On October 16, 2017, Conner’s skin integrity was significantly changed. Pressure sores had developed, including on his lower back in the sacral/coccyx area. The sacral/coccyx sore was described at the time as a Stage II sore that measured 3 x 6 cm and 1/10 cm deep. Additionally, Conner was noted to have black eschar covering both heels.

The suit alleges that despite the hospital having full and advance knowledge of the breakdown to Conner’s skin, and the heightened need to prevent worsening and new sores, the hospital continued to wrongfully withhold care. Hospital staff ignored monitoring changes to his skin and continued to leave him lying in bed unturned and in his own waste for long periods of time. Consequently, Conner’s skin continued to break down.

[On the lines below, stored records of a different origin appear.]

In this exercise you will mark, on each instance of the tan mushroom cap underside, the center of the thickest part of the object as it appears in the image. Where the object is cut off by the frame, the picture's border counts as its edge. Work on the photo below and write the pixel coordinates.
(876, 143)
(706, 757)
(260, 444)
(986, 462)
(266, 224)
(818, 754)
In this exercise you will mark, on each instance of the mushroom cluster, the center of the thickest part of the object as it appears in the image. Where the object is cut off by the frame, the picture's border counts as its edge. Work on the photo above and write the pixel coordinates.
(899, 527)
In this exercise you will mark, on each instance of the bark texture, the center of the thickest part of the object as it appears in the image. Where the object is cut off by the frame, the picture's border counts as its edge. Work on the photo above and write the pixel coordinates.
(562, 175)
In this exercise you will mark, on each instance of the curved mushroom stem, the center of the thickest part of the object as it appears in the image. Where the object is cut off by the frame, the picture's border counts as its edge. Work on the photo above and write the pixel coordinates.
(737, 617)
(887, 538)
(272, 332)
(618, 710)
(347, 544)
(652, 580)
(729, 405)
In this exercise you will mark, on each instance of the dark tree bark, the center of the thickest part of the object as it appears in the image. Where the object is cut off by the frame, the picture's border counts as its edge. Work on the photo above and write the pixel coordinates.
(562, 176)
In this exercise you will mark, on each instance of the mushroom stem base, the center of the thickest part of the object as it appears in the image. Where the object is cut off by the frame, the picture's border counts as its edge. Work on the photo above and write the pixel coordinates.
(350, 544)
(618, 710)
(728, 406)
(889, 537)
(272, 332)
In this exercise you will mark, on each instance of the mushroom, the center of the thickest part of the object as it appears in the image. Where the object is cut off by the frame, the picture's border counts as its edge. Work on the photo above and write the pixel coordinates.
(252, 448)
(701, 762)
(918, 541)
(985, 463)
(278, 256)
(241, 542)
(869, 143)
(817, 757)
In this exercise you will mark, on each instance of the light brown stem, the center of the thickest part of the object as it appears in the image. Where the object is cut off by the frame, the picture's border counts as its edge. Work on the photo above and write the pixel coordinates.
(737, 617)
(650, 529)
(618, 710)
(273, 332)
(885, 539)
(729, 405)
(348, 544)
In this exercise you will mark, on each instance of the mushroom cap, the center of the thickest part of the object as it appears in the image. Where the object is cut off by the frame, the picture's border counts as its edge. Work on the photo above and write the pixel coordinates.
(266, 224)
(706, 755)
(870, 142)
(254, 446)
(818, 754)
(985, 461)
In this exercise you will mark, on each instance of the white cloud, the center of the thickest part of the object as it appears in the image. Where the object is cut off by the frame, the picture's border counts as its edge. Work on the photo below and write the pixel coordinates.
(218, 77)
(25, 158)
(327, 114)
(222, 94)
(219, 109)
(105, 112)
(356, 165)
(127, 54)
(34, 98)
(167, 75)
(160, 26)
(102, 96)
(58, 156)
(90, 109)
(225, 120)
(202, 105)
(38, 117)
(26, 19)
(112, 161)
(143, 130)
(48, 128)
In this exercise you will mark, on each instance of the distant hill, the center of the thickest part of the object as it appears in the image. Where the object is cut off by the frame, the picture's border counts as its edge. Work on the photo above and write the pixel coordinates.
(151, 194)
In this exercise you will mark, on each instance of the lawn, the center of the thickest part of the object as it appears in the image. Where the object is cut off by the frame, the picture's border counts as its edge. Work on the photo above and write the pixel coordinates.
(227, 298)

As a direct result of the hospital’s ongoing and systematic withholding of care and services, the sores on Conner’s back and both heels worsened until they were infected and bone, muscle, and tendon were exposed, the suit alleges.

By December 2017, the pressures sores on Conner’s heels were described as unstageable, which are presumed to be Stage III or Stage IV sores. The sore on one heel measured 4 x 4 cm with undetermined depth due to necrosis. The pressure sore on his sacral/coccyx area was still a Stage II sore, but now measured 5 x 5 cm and 3/10 cm deep.

On December 6, 2017, Conner was discharged from the hospital to a skilled nursing facility. The admission orders to the nursing home included care for unstageable wounds on his heels and back.

Sadly, on January 10, 2018, Conner passed away. He had spent the remainder of his life enduring these painful and preventable injuries. Despite his advanced age and conditions at the time of his admission to the hospital, his quality of life was greatly impacted by the lack of quality medical care and interventions he received while at the hospital, the lawsuit alleges. The suit further alleges that over the course of his stay at the hospital, Conner’s known needs were systematically and continuously ignored.